I read it for the first time 15 years ago, after landing a job teaching English at a private boarding school in Vermont. Fresh out of graduate school, I was highly suspicious of both my degree and my fitness to teach anything to anyone. Deep in the throes of fraud anxiety, then, I went to a used bookstore and promptly snapped up everything I thought I should have already read in order to get the job I’d just received. One of these volumes was My Ántonia, and I’d only read a few paragraphs when Cather’s gorgeous sentences and imagery had their hooks in me. 

The book begins when newly orphaned ten-year-old Jim Burden travels from Virginia to Black Hawk, Nebraska to live with his grandparents. The American West captures Jim’s imagination before he even fully sees it. Peering over the side of an open wagon in the middle of the night, he says, ‘There was nothing but land: not a country at all, but the material out of which countries are made.’ 

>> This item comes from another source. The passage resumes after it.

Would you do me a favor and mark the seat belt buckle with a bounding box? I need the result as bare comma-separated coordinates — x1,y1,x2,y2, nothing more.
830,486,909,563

Jim, too, is latent potential. His coming of age is shaped by the American frontier – by how much this hardscrabble land requires and exacts – and also by Ántonia Shimerda, a Bohemian immigrant girl who quickly becomes his closest friend. 

Lively and tenacious and fiery-willed, Ántonia grows more and more essential to Jim. He falls in love with her, naturally, but more than this, comes to see her as an ideal human – what life is and can mean to those who live wholly, instinctively, from the heart. 

Later, when they’re both adults leading separate lives, Jim returns to Nebraska to visit Ántonia and her growing family, and realises just how completely she has shaped the person he’s become. ‘Whatever we had missed,’ he tells us in the final lines – words that never fail to bring tears and an intense nostalgia for my own childhood, also spent in the American West – ‘we possessed together the precious, the incommunicable past.

The 2011 Mslexia Writer's Diary contains a series of monthly inspirations from current Virago authors who each discuss a Virago Modern Classic.